A. is the fantasy beyond the phone. His words, thoughts, mind, his voice---they tell my sould that my other half is out there. ( I wrote so many of my early blogs...erotic poetry based on the feelings I had after speaking with him.) I could be loved, cherished and independant all at once. My passion could be reciprocated fully. But it is all fantasy as the 2000 miles and border of countries and so much like our touch and smell elude us. But when he speaks french, I melt into liquid heat. His voice alone make me burn. When he says he needs me, wants me happy, wants all of me to be his ALWAYS....my mind, heart, body and sould cry out with dreams that it was true. He tells me that we have a connection that is insermoutable, that reality and fantasy cross over in our case....even if it doesn't the fantasy is amazing. A. is my personal romance novel hunk/hero. I feel out of his league and vulnerable and yet more myself and alive with passion when I speak with him. I beg for him openly and hide little of myself from him. He makes my emotions surge.

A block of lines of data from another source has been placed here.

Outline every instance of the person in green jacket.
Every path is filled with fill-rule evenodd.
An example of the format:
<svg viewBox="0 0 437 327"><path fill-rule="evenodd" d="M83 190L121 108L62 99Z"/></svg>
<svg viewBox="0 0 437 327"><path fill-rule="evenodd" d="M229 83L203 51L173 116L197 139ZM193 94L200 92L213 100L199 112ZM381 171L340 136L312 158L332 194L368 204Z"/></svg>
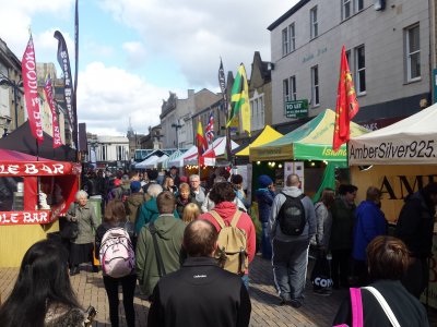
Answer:
<svg viewBox="0 0 437 327"><path fill-rule="evenodd" d="M160 213L157 219L147 228L141 229L137 243L135 268L141 291L147 298L161 277L180 268L185 255L182 252L182 239L186 225L180 219L175 219L175 195L165 191L156 197ZM161 253L163 267L158 268L156 249L151 233L155 229L156 243Z"/></svg>
<svg viewBox="0 0 437 327"><path fill-rule="evenodd" d="M139 208L138 217L135 220L135 234L139 235L141 232L141 228L144 225L153 222L160 216L156 205L156 197L158 194L163 192L163 187L160 184L151 184L147 189L147 195L150 199L144 202Z"/></svg>
<svg viewBox="0 0 437 327"><path fill-rule="evenodd" d="M333 288L349 287L350 263L353 245L353 229L355 221L355 197L358 187L340 185L339 197L332 204L332 228L330 250L332 254Z"/></svg>

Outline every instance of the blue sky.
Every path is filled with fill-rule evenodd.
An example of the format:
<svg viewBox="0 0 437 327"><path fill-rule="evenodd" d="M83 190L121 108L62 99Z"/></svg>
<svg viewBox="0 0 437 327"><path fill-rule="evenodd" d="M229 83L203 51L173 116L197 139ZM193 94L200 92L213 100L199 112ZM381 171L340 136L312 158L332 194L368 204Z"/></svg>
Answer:
<svg viewBox="0 0 437 327"><path fill-rule="evenodd" d="M160 123L168 92L218 92L220 56L226 71L255 51L270 60L267 26L297 0L79 0L78 116L99 135L138 133ZM56 29L74 58L74 0L0 0L0 38L21 59L28 26L36 60L54 62ZM250 72L249 72L250 74ZM250 75L249 75L250 76Z"/></svg>

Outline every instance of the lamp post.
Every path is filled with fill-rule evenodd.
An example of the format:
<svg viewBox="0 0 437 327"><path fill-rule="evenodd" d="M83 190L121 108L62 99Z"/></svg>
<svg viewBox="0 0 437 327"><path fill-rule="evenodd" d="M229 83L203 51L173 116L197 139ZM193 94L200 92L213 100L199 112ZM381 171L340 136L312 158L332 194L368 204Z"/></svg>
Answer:
<svg viewBox="0 0 437 327"><path fill-rule="evenodd" d="M9 86L13 89L13 94L14 94L14 109L15 109L15 130L19 128L19 96L17 96L17 92L20 90L21 93L23 93L20 88L23 87L23 81L12 81L10 78L8 78L4 75L0 75L0 86Z"/></svg>
<svg viewBox="0 0 437 327"><path fill-rule="evenodd" d="M179 124L172 124L172 128L174 128L176 130L176 149L179 149L179 141L178 141L178 133L177 130L179 130L180 128L182 128L182 125Z"/></svg>

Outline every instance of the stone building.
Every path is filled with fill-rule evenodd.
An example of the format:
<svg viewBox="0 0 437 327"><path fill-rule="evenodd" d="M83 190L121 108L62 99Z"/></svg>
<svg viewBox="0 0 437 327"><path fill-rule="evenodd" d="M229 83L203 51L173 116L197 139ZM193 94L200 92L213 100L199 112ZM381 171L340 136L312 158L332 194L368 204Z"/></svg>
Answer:
<svg viewBox="0 0 437 327"><path fill-rule="evenodd" d="M285 116L288 101L308 100L309 117L335 109L343 45L361 107L354 121L380 128L378 121L394 122L426 107L435 69L434 5L428 0L297 2L268 27L272 122L293 125L295 119Z"/></svg>

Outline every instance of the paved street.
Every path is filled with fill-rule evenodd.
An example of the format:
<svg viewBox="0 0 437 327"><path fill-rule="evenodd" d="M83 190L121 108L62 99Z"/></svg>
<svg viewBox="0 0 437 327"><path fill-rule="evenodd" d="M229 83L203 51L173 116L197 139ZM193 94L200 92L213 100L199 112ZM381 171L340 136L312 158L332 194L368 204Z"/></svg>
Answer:
<svg viewBox="0 0 437 327"><path fill-rule="evenodd" d="M296 310L291 306L280 306L273 288L270 263L257 256L250 269L250 295L252 301L250 326L332 326L332 317L346 294L345 290L336 291L331 296L326 298L312 294L308 286L306 303L303 307ZM0 269L0 292L3 301L11 292L17 270L17 268ZM82 305L87 307L87 305L93 304L97 308L98 314L94 326L110 326L108 322L109 307L103 286L102 272L81 271L80 275L73 276L71 280ZM134 305L137 326L146 326L149 303L140 296L135 296ZM120 316L122 317L120 326L126 326L121 304Z"/></svg>

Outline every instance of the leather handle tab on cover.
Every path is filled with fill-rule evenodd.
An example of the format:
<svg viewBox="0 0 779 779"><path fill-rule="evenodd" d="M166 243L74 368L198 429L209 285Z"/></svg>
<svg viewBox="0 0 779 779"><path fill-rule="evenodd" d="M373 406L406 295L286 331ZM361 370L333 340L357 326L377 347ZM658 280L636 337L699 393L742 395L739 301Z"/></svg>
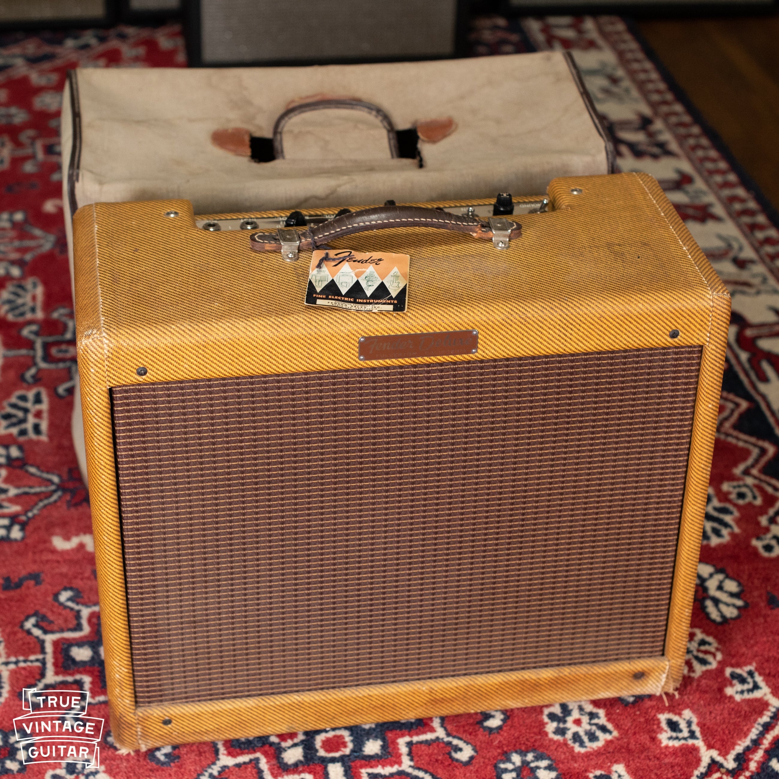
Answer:
<svg viewBox="0 0 779 779"><path fill-rule="evenodd" d="M397 135L393 125L392 120L387 115L372 103L366 103L360 100L312 100L309 103L301 103L299 105L287 108L277 120L273 125L273 154L277 160L284 158L284 143L283 133L287 122L290 119L301 114L307 114L309 111L321 111L326 108L341 108L350 111L361 111L365 114L370 114L377 119L381 125L386 130L387 143L390 144L390 156L394 160L400 157L400 151L397 146Z"/></svg>
<svg viewBox="0 0 779 779"><path fill-rule="evenodd" d="M508 220L505 221L508 227L508 239L519 238L522 234L521 224ZM352 211L323 224L304 230L298 234L300 238L298 248L315 249L333 238L365 232L366 230L385 230L390 227L453 230L458 233L468 233L474 238L487 241L492 241L495 237L490 222L482 221L476 217L460 217L446 211L419 208L417 206L380 206L378 208ZM273 233L255 233L252 235L250 243L256 252L273 252L281 249L281 241Z"/></svg>

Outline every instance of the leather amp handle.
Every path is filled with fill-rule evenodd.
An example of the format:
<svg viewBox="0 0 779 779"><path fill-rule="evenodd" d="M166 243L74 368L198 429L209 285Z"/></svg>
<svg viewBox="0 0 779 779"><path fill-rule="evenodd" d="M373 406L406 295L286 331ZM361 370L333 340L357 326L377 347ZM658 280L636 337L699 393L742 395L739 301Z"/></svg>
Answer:
<svg viewBox="0 0 779 779"><path fill-rule="evenodd" d="M496 225L496 220L482 220L476 217L460 217L457 214L439 211L432 208L420 208L417 206L379 206L378 208L366 208L361 211L352 211L343 217L323 224L304 230L297 234L300 249L315 249L333 238L367 230L386 230L390 227L433 227L437 230L452 230L458 233L467 233L474 238L487 241L495 240L495 230L501 231L501 238L505 232L506 239L519 238L522 234L522 225L509 220L501 219L501 226ZM505 227L506 229L502 230ZM285 233L292 232L285 230ZM273 252L282 249L281 238L273 233L254 233L250 241L256 252ZM504 249L506 247L500 246Z"/></svg>

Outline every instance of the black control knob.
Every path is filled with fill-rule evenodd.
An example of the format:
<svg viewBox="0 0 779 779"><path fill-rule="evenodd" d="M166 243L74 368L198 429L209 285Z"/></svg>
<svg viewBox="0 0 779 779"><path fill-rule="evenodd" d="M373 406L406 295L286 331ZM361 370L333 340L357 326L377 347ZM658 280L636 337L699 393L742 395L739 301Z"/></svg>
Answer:
<svg viewBox="0 0 779 779"><path fill-rule="evenodd" d="M509 192L500 192L492 206L493 217L505 217L514 213L514 201Z"/></svg>
<svg viewBox="0 0 779 779"><path fill-rule="evenodd" d="M285 227L305 227L305 217L301 211L293 211L285 220Z"/></svg>

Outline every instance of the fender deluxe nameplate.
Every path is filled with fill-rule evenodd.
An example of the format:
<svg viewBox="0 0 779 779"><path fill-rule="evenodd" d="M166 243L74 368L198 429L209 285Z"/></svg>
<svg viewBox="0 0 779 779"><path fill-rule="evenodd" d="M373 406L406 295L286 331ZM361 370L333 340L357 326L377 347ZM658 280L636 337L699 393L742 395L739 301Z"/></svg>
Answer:
<svg viewBox="0 0 779 779"><path fill-rule="evenodd" d="M475 354L478 348L478 330L364 336L358 341L358 354L361 360L397 360L408 357Z"/></svg>

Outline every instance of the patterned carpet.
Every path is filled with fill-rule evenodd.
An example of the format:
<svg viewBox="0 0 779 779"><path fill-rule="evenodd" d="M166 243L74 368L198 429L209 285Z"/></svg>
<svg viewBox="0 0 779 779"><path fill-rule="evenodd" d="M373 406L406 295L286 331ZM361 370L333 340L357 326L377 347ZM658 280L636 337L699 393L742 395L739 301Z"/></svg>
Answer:
<svg viewBox="0 0 779 779"><path fill-rule="evenodd" d="M65 779L779 777L779 221L629 26L477 19L478 55L573 51L624 171L658 178L733 296L686 675L678 696L582 701L20 763L21 690L108 717L90 510L69 438L75 370L60 94L76 66L183 65L177 26L0 38L0 774ZM636 517L640 522L641 517ZM642 583L636 582L640 587Z"/></svg>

I read the "Lost Girls" by Alan Moore on his advisement and actually bought myself a hard bound edition as I enjoyed the erotics tales so much. I am happy I have found him and others to help me in my journey. Expressing myself without hinderence could enhance my marriage or at least future relationships.
S. is my good Christian friend, 29 yr. old virgin, snowflake white to the point that I feel talking with him probably stains his soul. He is old world charm and chivalry, intelligent and most of all strictly moral. I love that he doesn't waver, he is a rock when I am a raging storm. I have found true people that open up my life and make me look at what I truly value in myself, others and life as a whole.
Though times are hard at times, I am luck to breath each day!